In 1951, 27 year-old Althea moved with her mother from Port of Spain in Trinidad to London, where her father was working. From a young age her mother, a well-regarded dressmaker, and her father, a writer and publisher, fostered within her a passion for drawing and painting — by her teens she was already presenting her work in exhibitions in Port of Spain at a time when the country was a thriving cultural centre edging closer to independence. She arrived in London with a strong interest in construction and won a scholarship to study architecture at the Architectural Association, but chose instead to enrol on a print course at the London School of Printing and Graphic Arts. After gaining a comprehensive grounding in screen printing and industrial processes she moved on to the Central School of Art and Design, where her tutor, sculptor Eduardo Paolozzi persuaded her to apply her print skills to textiles rather than fine art. An artist and designer, McNish honed her aesthetic and talent for printing, textile repeats and colourways to a level that ensured her control over industrial production processes, and enabled her to achieve depth and form with distinct layers of colour.
‘Whenever printers told me it couldn’t be done, I would show them how to do it. Before long, the impossible became possible.’
Image: Oriana, furnishing fabric, designed by Althea McNish for Hull traders Ltd., 1960s, UK. © Victoria and Albert Museum, London
In the final year of her postgraduate degree at the Royal College of Art, Althea took a trip to the Essex countryside where she encountered a wheat field for the first time, which reminded her of the sugar cane plantations of Trinidad. The trip and the organic forms she encountered in the English countryside made a significant impression on her and in 1959 she used the wheat motif in Golden Harvest — her first design for Hull Traders which was their best-selling design the year it was released and stayed in production until the 1970s.

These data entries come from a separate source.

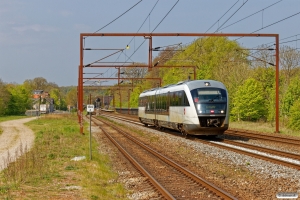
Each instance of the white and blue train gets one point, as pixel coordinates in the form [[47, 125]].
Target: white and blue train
[[198, 107]]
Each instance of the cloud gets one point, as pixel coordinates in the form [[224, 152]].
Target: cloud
[[81, 27], [66, 13], [34, 27]]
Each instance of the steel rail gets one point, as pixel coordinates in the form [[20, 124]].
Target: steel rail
[[264, 149], [160, 188], [273, 160], [254, 135]]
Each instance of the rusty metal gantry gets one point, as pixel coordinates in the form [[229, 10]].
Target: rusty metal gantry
[[149, 36]]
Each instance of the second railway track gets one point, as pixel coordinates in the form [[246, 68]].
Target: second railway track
[[177, 182]]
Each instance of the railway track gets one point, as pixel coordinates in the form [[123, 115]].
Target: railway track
[[253, 135], [171, 180], [272, 155]]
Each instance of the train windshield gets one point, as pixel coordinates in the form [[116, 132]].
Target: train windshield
[[210, 100], [204, 95]]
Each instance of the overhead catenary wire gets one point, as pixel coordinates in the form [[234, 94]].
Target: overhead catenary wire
[[154, 29], [232, 15], [222, 16], [119, 16], [250, 15]]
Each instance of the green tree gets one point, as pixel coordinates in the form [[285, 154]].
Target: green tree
[[19, 101], [71, 97], [249, 104], [292, 94], [4, 97]]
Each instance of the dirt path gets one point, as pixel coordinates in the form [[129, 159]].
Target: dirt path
[[14, 140]]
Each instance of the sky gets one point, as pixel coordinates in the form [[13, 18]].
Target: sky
[[40, 38]]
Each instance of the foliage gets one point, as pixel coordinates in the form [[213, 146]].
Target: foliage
[[71, 98], [19, 100], [249, 103], [292, 94], [4, 97], [59, 100], [294, 121]]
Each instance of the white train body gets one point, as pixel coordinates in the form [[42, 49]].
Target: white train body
[[198, 107]]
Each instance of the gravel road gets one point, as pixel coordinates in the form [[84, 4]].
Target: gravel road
[[14, 140]]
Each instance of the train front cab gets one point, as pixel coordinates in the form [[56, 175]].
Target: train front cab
[[211, 106]]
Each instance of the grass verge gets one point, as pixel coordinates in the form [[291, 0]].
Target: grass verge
[[7, 118], [47, 171]]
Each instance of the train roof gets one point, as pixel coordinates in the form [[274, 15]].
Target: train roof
[[191, 84]]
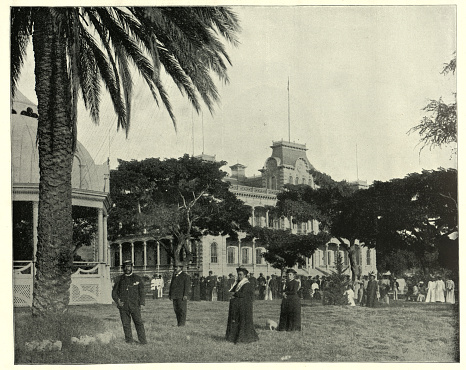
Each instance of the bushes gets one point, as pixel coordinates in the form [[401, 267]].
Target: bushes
[[336, 285]]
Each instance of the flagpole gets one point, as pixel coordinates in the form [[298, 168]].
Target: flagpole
[[289, 124]]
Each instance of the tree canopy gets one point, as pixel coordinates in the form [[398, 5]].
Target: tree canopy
[[182, 198], [415, 214], [440, 126], [76, 49]]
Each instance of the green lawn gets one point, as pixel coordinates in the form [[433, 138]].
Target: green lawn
[[400, 332]]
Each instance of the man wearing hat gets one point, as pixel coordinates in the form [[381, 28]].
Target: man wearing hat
[[179, 292], [129, 295], [290, 310], [211, 282], [372, 288]]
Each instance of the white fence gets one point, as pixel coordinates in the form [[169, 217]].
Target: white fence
[[90, 284]]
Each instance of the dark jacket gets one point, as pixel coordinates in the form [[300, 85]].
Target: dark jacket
[[179, 286], [130, 290]]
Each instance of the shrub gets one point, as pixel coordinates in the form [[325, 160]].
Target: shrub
[[336, 286]]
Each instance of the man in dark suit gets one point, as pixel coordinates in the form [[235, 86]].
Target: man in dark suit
[[211, 283], [179, 293], [253, 282], [129, 295]]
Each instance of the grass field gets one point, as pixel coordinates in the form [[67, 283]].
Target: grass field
[[400, 332]]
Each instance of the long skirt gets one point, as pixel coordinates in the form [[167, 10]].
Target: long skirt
[[240, 327], [290, 314], [196, 296]]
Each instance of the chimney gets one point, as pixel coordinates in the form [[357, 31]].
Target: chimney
[[237, 171]]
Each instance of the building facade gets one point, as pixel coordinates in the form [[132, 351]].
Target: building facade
[[288, 164], [90, 281]]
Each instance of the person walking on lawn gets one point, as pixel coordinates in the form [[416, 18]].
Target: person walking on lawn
[[129, 295], [179, 293], [371, 292]]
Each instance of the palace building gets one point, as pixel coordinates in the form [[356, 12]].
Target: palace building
[[288, 164], [96, 264], [90, 281]]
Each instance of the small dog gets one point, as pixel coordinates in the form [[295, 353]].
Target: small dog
[[270, 324]]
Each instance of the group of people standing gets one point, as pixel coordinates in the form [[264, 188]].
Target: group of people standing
[[129, 294], [437, 290], [240, 326]]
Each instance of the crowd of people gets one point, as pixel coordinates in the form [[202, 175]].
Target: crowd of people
[[129, 294], [436, 290]]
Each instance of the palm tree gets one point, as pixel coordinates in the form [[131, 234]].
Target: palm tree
[[75, 50]]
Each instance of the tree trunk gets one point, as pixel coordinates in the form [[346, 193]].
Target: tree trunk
[[55, 137]]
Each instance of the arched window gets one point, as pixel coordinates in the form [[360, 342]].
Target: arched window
[[368, 257], [245, 257], [213, 252], [231, 255], [259, 258]]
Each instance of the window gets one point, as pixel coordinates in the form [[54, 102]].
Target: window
[[213, 252], [231, 255], [245, 256], [257, 219], [368, 257], [258, 256]]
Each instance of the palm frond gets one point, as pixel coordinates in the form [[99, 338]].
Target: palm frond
[[20, 36]]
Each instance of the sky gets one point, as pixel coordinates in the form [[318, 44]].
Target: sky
[[359, 77]]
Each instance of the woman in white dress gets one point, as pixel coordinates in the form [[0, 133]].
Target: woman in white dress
[[439, 290], [450, 287], [268, 290], [350, 295], [431, 295]]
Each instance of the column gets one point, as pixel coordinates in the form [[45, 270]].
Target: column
[[106, 247], [100, 230], [145, 254], [239, 251], [158, 256], [326, 256], [253, 254], [35, 218], [132, 253]]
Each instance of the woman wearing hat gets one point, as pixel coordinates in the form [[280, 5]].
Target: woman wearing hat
[[290, 312], [240, 327]]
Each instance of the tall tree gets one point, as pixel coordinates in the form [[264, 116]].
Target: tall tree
[[182, 198], [415, 214], [284, 249], [440, 126], [77, 48]]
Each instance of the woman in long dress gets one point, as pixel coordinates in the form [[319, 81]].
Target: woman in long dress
[[196, 286], [268, 289], [439, 290], [240, 326], [431, 295], [290, 312], [450, 287]]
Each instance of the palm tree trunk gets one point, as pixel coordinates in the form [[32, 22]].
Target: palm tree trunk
[[55, 138]]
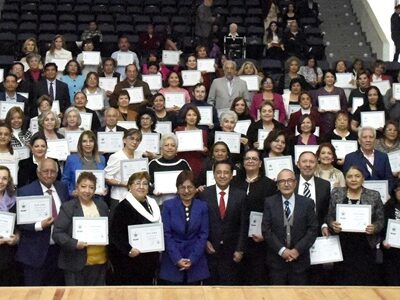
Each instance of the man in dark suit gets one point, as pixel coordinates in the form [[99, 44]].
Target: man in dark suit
[[228, 226], [289, 227], [37, 251], [51, 86]]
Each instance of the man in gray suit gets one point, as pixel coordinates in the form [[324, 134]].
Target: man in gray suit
[[224, 90]]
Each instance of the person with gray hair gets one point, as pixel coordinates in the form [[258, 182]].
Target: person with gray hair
[[224, 90]]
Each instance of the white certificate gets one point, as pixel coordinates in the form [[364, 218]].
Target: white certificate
[[5, 106], [165, 182], [32, 209], [150, 142], [344, 147], [58, 149], [147, 237], [330, 102], [394, 159], [381, 186], [190, 77], [353, 218], [206, 115], [206, 65], [261, 136], [273, 165], [91, 58], [326, 250], [136, 94], [131, 166], [170, 57], [242, 126], [298, 149], [153, 80], [255, 221], [393, 233], [232, 139], [93, 231], [174, 99], [110, 142], [251, 81], [124, 58], [86, 120], [95, 101], [72, 138], [190, 140], [375, 119], [357, 102], [108, 83], [343, 80], [163, 127]]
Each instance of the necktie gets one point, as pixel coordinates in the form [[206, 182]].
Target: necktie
[[287, 209], [307, 192], [222, 204], [53, 204]]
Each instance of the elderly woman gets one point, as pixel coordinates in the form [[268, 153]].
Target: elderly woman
[[137, 208], [83, 264], [185, 220], [358, 248]]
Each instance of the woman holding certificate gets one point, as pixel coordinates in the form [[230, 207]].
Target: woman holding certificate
[[84, 262], [8, 239], [358, 224], [131, 266]]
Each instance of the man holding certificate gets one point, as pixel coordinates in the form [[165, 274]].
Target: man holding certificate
[[37, 251], [83, 255]]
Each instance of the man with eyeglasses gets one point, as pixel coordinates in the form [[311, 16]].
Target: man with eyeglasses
[[37, 251], [289, 228]]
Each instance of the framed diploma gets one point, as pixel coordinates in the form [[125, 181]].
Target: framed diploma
[[91, 58], [255, 221], [147, 237], [110, 142], [375, 119], [191, 77], [153, 80], [344, 147], [95, 101], [251, 81], [273, 165], [353, 218], [93, 231], [381, 186], [108, 83], [163, 127], [232, 139], [32, 209], [174, 99], [326, 250], [242, 126], [131, 166], [135, 94], [7, 223], [206, 115], [206, 65], [58, 149], [170, 57], [165, 182], [72, 138], [5, 106], [329, 102], [190, 140], [393, 233], [100, 179]]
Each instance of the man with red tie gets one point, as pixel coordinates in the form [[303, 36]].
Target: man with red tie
[[228, 226]]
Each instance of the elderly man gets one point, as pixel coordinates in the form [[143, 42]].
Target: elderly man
[[224, 90]]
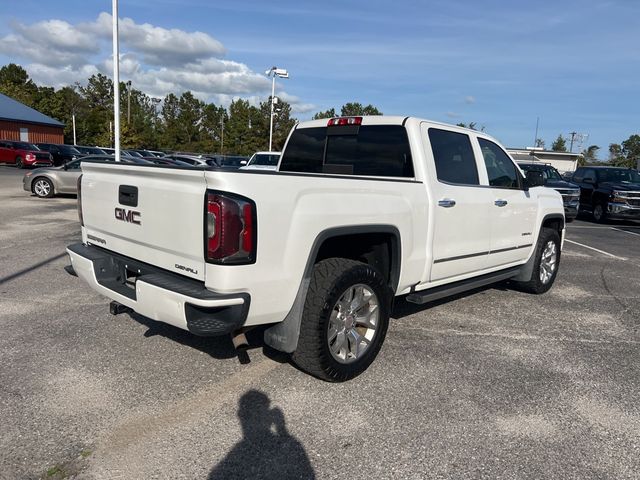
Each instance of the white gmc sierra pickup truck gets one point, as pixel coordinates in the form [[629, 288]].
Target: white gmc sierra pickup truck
[[359, 211]]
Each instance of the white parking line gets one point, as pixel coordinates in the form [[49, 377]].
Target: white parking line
[[596, 250], [625, 231]]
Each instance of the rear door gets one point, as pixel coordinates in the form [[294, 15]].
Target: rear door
[[149, 213], [513, 210], [462, 233]]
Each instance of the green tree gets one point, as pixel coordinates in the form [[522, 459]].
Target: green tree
[[238, 134], [615, 152], [630, 152], [559, 145], [15, 83], [98, 97]]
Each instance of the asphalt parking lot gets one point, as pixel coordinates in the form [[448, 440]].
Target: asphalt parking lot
[[492, 384]]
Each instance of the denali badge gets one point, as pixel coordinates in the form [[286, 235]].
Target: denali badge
[[186, 269], [129, 216]]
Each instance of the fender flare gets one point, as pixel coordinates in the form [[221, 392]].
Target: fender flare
[[284, 335], [526, 271]]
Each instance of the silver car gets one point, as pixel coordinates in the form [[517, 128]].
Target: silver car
[[48, 181]]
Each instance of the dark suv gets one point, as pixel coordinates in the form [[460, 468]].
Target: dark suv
[[60, 154], [570, 191], [609, 192]]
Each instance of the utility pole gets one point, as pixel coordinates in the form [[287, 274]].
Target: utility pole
[[222, 134], [128, 103], [116, 80], [73, 120], [573, 136]]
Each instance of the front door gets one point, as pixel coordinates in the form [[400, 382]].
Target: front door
[[513, 210], [462, 234]]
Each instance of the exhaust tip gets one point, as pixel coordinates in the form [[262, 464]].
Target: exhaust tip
[[240, 343], [116, 308]]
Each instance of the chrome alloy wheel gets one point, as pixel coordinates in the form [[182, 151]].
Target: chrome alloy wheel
[[548, 262], [353, 323], [42, 188]]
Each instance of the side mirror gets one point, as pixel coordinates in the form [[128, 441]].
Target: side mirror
[[533, 179]]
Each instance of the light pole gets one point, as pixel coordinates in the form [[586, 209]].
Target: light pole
[[128, 102], [116, 80], [274, 72]]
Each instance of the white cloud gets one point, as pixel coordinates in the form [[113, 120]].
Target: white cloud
[[157, 45], [157, 60]]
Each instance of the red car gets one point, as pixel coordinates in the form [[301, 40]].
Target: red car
[[23, 154]]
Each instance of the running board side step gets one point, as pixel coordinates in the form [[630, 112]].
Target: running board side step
[[442, 291]]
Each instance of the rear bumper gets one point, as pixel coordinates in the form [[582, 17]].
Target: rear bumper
[[623, 211], [158, 294]]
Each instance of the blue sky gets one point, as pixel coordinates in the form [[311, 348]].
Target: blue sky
[[575, 65]]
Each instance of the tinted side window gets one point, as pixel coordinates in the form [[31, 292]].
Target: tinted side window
[[304, 151], [590, 173], [500, 169], [453, 155]]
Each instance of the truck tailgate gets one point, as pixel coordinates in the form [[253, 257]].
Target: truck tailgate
[[149, 213]]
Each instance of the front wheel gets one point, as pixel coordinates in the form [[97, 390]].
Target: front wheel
[[43, 187], [345, 320], [599, 213], [546, 262]]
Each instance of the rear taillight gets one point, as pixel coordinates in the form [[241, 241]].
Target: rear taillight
[[344, 121], [230, 229], [79, 183]]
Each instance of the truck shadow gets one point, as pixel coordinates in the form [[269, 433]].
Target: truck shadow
[[267, 449]]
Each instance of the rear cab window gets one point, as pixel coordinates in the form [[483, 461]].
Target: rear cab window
[[453, 156], [358, 150], [501, 171]]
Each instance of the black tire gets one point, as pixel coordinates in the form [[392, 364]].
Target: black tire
[[599, 213], [539, 282], [42, 187], [330, 281]]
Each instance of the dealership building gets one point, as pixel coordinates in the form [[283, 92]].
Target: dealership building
[[562, 161], [19, 122]]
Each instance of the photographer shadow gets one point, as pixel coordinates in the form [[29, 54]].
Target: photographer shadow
[[267, 450]]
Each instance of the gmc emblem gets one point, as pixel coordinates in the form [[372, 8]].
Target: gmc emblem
[[129, 216]]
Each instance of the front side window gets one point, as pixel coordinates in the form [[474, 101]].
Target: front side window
[[501, 171], [453, 156]]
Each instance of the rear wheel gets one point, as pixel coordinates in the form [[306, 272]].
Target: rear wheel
[[42, 187], [345, 320], [547, 260]]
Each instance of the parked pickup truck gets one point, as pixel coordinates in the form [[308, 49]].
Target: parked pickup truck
[[360, 210]]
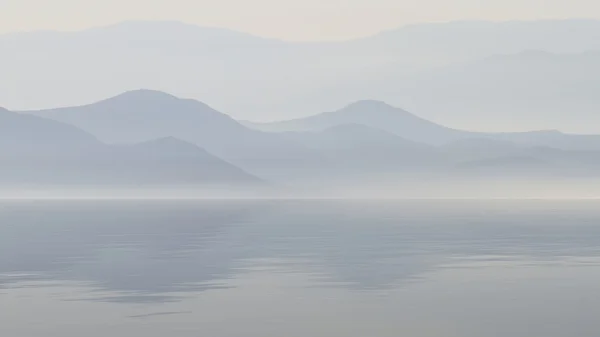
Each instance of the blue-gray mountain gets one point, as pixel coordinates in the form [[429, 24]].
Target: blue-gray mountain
[[360, 141], [35, 150], [472, 75]]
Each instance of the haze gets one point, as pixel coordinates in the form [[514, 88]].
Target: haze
[[284, 19]]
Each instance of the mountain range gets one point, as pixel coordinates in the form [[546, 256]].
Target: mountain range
[[150, 137], [469, 75], [39, 151]]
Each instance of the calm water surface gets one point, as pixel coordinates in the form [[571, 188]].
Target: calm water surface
[[300, 268]]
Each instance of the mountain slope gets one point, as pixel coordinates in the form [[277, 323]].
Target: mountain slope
[[397, 121], [35, 150], [144, 115], [435, 67]]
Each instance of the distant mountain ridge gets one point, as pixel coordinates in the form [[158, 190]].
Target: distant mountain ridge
[[482, 74], [364, 140], [39, 151], [402, 123]]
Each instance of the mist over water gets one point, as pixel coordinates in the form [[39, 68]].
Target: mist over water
[[297, 268]]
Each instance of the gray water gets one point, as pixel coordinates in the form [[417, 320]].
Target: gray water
[[300, 268]]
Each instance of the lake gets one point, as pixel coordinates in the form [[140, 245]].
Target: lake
[[300, 268]]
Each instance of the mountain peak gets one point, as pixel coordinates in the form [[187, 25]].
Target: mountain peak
[[369, 104], [144, 94]]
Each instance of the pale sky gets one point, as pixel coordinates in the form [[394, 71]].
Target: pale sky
[[285, 19]]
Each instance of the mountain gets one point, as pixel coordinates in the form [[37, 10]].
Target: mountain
[[144, 115], [35, 150], [379, 115], [374, 114], [363, 151], [21, 134], [465, 74]]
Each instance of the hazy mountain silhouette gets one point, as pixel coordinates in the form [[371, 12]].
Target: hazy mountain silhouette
[[382, 116], [443, 69], [360, 149], [21, 134], [143, 115], [36, 150]]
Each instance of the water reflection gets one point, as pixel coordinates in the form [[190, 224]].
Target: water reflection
[[157, 251]]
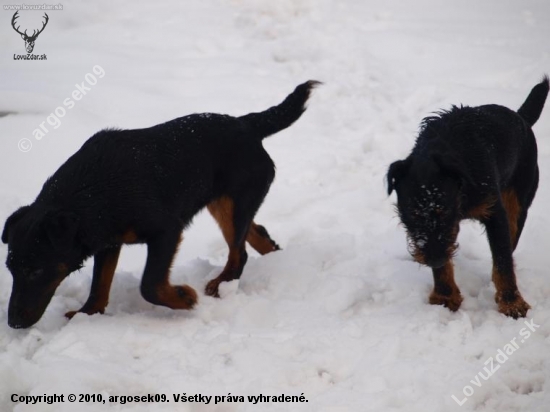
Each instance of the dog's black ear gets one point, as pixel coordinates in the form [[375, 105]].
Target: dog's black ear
[[61, 227], [453, 167], [12, 220], [395, 172]]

R
Recognising that consumers in Britain were desperate to move beyond the greyness of the post-war years — and McNish’s unique talent — chairman of London's Liberty department store Arthur Stewart-Liberty commissioned the young designer to creative new and exclusive designs for both fashion and furnishing fabrics. What followed was a varied and distinguished career, with her versatile and striking designs used in textiles, fashion, as well as being highly sought after for wallpapers and architectural murals. An important presence in the British design scene, she taught throughout her career and was an active member of the Caribbean Arts Movement (CAM), founded in London in 1966 with the aim of celebrating and promoting the work of artists, writers, filmmakers and musicians from across the Caribbean to the British public.